We emphasise a series of characteristics of this problem: (1) the combination of a few functional primitives can achieve very complex transformations, (2) the arity of the primitives is usually low (one in many cases), so the snippet becomes a pipeline, where the output of one primitive becomes the input of the next one, (3) we work from one example and (4) we want the shortest transformation with the given primitives, as built-in primitives usually lead to more efficient transformations. All these characteristics suggest that the problem can be addressed by exploring all combinations of primitive sequences, by using a strong simplicity bias (the number of primitives used). This strategy is common in other inductive programming scenarios (Mitchell et al. 1991; Katayama 2005; Menon et al. 2013; Mitchell et al. 2018) but it must always be coupled with some constraints (e.g., types, schemata, etc.) or strong heuristics. In our case, we will use the dimensions of the matrices as the main constraint for reducing the combinatorial explosion, as well as some priors about the frequency of each primitive and, optionally, some posteriors using text hints in order to guide a tree-based search where each combination of functions will be sorted and selected based on its assigned probability.
Dimensional constraints
We consider the background knowledge as a set of primitives G. This number of primitives |G| taken into account for the search is known as the breadth (b) of the problem, while the minimum number of such primitives that have to be combined in one solution is known as depth (d). Clearly, both depth and breadth highly influence the hardness of the problem, in a way that is usually exponential, \(O(b^d)\) (Ferri-Ramírez et al. (2001)) affecting the time and resources needed to find the right solution. This expression is exact if we consider unary primitives, so that solutions become matrix operation pipelines, i.e., a string of primitive \(c= g_1 g_2 \ldots g_d\).

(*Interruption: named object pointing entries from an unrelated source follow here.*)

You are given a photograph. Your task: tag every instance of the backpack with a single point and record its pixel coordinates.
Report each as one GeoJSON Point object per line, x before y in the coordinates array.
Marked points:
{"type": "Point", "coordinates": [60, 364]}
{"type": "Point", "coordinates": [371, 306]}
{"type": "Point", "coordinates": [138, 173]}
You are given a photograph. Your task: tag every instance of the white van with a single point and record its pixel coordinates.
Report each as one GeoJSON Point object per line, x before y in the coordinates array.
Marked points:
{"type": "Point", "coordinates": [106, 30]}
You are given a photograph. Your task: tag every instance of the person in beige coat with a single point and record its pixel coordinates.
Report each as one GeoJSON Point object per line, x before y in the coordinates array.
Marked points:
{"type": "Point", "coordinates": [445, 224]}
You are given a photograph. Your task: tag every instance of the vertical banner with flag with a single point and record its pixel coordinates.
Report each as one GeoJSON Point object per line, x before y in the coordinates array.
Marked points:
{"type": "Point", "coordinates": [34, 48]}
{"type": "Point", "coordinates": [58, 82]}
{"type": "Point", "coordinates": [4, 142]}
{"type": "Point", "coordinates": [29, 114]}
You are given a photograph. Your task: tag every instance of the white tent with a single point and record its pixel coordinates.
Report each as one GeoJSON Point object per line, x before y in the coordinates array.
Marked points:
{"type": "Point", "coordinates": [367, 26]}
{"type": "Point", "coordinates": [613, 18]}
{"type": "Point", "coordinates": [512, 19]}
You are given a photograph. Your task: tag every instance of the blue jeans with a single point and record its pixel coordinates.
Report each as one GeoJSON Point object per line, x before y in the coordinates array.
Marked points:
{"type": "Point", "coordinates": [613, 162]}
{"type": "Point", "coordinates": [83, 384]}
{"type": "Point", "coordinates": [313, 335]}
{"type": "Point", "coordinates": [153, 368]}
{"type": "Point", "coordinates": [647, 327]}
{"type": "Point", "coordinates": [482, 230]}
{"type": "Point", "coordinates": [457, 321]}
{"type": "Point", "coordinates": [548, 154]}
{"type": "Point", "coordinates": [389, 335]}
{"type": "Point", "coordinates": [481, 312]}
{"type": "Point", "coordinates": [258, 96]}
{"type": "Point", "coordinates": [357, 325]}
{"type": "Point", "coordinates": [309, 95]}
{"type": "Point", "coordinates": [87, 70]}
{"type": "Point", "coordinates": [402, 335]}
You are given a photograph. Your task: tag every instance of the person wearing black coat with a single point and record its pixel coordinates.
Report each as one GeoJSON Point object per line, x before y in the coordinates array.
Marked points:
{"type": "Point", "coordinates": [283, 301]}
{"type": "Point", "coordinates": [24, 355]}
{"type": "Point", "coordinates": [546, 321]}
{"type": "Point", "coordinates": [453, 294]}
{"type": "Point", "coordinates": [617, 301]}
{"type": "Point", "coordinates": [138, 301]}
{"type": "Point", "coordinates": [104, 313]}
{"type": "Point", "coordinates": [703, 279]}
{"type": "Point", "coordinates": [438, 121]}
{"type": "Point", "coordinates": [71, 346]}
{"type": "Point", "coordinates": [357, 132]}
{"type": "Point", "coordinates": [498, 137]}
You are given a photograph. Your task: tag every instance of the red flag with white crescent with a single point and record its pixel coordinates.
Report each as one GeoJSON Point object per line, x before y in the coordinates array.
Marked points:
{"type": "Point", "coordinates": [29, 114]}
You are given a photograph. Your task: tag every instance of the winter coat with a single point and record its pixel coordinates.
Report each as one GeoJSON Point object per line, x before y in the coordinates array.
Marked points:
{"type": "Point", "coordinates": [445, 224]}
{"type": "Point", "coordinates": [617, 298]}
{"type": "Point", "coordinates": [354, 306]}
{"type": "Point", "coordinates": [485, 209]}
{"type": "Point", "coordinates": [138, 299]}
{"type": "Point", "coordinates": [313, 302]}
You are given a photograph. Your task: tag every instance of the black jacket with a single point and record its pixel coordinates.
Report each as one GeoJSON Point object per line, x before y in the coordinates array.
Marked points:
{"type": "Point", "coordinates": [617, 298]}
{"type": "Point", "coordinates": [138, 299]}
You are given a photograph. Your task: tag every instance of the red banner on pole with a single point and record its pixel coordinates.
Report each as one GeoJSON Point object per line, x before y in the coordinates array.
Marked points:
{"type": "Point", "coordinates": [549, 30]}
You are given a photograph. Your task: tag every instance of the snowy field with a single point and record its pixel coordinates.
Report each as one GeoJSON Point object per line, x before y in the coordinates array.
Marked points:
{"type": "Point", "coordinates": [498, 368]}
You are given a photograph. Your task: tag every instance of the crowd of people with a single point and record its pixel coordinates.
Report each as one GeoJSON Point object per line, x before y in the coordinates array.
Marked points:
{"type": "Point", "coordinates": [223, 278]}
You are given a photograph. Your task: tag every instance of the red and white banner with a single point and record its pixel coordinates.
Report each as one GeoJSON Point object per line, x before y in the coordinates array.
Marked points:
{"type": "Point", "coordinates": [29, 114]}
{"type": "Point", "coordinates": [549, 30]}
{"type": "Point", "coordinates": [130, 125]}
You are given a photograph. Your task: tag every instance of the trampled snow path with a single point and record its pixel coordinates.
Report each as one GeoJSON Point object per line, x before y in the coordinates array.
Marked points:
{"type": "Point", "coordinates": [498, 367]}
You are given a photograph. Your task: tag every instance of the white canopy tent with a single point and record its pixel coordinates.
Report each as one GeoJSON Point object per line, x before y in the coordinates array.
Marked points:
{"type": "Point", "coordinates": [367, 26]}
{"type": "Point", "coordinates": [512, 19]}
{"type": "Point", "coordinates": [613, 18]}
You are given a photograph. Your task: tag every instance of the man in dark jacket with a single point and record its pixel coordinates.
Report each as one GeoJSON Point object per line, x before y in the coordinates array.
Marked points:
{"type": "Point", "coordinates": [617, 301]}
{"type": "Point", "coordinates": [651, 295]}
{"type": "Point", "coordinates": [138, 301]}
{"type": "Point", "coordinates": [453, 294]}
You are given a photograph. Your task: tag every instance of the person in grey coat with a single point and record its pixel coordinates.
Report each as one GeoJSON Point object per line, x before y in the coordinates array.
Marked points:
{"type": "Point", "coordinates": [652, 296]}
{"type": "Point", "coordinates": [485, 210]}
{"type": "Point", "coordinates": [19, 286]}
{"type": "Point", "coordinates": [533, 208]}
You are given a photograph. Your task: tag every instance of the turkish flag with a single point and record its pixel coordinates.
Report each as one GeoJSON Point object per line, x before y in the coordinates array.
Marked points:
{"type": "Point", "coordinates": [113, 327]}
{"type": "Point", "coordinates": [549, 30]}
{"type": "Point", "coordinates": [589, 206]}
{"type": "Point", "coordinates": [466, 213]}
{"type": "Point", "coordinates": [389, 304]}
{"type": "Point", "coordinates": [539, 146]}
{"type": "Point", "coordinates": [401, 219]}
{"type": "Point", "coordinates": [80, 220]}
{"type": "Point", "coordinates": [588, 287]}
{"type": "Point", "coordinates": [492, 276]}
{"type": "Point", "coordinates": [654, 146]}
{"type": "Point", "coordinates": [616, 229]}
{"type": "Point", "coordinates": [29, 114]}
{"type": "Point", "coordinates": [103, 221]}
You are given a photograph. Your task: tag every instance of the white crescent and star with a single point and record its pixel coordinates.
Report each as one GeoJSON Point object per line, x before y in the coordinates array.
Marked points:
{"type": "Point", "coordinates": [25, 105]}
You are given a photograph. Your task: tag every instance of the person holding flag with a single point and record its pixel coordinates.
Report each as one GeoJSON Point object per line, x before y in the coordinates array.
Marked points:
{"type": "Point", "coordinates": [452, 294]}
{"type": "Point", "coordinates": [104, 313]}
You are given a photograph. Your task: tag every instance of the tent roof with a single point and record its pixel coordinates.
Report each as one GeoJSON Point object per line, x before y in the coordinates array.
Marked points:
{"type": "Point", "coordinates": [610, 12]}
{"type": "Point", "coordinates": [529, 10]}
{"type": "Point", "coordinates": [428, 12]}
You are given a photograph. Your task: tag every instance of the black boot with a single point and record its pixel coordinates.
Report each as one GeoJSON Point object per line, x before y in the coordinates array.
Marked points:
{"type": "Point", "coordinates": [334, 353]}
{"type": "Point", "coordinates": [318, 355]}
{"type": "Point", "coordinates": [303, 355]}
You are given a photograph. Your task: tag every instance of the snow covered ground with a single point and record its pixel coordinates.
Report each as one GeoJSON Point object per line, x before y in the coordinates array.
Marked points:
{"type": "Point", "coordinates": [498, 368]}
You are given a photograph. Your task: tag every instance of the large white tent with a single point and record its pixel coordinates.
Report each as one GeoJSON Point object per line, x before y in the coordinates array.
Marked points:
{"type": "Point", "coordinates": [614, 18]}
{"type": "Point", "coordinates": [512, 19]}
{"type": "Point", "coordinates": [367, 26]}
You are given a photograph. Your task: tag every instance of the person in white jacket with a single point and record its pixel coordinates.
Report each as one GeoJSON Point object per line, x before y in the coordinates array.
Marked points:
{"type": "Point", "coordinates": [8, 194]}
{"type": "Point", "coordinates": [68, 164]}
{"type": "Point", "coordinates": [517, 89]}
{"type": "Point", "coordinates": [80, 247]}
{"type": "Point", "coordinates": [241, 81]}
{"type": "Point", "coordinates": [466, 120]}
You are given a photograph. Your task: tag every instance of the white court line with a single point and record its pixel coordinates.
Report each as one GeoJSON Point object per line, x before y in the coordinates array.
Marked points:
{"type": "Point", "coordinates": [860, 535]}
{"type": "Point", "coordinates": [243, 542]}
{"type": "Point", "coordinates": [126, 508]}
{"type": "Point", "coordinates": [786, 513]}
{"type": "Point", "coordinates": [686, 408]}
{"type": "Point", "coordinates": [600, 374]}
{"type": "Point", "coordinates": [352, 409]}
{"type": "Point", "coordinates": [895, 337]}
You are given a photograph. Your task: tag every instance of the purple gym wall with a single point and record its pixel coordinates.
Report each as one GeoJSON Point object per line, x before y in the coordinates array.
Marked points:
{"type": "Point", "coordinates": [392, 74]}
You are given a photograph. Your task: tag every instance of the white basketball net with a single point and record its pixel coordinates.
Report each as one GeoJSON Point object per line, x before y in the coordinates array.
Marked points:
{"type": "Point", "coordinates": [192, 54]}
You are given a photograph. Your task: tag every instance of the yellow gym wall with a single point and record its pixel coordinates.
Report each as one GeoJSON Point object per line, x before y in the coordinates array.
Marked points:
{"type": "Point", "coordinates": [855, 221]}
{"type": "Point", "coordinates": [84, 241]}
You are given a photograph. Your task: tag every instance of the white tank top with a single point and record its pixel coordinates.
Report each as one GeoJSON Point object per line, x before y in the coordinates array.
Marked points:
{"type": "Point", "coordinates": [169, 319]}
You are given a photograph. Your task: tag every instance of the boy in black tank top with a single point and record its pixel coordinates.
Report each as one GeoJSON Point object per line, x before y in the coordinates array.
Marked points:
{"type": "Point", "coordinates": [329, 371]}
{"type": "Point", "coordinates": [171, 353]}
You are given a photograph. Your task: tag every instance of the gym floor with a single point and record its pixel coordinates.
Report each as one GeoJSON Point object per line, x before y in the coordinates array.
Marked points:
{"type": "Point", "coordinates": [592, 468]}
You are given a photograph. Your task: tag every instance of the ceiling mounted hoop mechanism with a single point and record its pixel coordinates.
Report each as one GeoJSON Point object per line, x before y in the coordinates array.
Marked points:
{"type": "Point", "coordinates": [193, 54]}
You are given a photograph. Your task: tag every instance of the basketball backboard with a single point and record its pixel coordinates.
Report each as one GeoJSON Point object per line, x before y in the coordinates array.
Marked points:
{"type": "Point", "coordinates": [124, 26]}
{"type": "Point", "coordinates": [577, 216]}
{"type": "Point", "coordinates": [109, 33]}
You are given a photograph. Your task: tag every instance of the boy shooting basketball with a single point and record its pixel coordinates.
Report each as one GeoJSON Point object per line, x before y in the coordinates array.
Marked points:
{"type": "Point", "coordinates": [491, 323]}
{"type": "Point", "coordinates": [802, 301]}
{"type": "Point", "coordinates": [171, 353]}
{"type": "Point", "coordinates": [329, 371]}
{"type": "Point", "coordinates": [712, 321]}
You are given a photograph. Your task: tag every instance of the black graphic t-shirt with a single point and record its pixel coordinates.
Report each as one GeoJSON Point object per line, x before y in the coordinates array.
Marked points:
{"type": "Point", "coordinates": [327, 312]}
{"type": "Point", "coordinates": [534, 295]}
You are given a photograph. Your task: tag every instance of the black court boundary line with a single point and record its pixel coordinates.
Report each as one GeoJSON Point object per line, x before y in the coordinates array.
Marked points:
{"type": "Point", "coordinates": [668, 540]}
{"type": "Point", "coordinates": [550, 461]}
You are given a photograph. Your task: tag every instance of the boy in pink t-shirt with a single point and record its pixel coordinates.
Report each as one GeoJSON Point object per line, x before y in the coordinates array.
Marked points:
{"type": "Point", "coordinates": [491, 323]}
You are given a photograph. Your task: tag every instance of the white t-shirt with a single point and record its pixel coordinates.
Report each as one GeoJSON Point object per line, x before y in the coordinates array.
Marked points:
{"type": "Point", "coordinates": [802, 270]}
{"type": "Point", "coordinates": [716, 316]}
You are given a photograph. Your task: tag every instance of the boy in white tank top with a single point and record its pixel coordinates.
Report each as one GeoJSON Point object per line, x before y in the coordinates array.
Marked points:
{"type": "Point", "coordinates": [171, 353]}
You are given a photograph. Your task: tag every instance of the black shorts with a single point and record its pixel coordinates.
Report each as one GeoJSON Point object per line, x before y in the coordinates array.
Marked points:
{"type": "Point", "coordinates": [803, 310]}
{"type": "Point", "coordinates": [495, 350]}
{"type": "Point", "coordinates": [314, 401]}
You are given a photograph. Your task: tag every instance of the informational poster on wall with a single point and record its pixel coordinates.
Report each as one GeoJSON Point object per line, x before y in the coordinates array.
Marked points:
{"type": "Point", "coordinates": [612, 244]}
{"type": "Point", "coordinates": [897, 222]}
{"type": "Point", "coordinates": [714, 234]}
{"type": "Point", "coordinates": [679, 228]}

The first optimisation to this search comes from the constraints about the dimensions of the primitives and the input/output matrices. For each matrix primitive g we take into account the dimension of the input and output at any point of the composition, and also some other constraints about minimum dimension (for instance, calculating correlations, function cor, requires at least two rows, i.e., \(m>1\)). More formally, for each primitive g we define a tuple \(\langle m_{min}, n_{min}, \tau \rangle\) where \(m_{min}\) and \(n_{min}\) are the minimum number of rows and columns (respectively) for the input (by default \(m_{min}=1\) and \(n_{min}=1\)), and \(\tau : \mathbb {N}^2 \rightarrow \mathbb {N}^2\) is a type function, which maps the dimension of the input matrix to the dimension of the output matrix. For instance, for \(g=\) colSums, \(m_{min}=1\) and \(n_{min}=1\) as you need at least one column and row for the primitive to work. \(\tau (m,n) = (1,n)\), because g takes a matrix of size \(m\times n\) and returns a matrix of size \(1 \times n\). Similarly, for \(g=\) cor, \(m_{min}=2\) and \(n_{min}=1\), as we need at least two rows to calculate a correlation. \(\tau (m,n) = (n,n)\), because g takes a matrix of size \(m \times n\) and returns a matrix of size \(n \times n\).
Probabilistic model
Now, during exploration we can consider that not all primitives, and consistent sequences of primitives, are equally likely. Given our inputs: the hint text T, an input matrix A and partially filled output matrix B, we estimate the probability of a sequence of primitives, as follows:
$$\begin{aligned} p(g_1 g_2 \ldots g_d|T,A,B) = \prod _{i=1}^{d} p(g_{i}|g_{i-1} g_{i-2} \ldots g_1 , T,A,B) \end{aligned}$$
(1)
The expression on the right can be used partially as we include candidates for primitives during the search procedure.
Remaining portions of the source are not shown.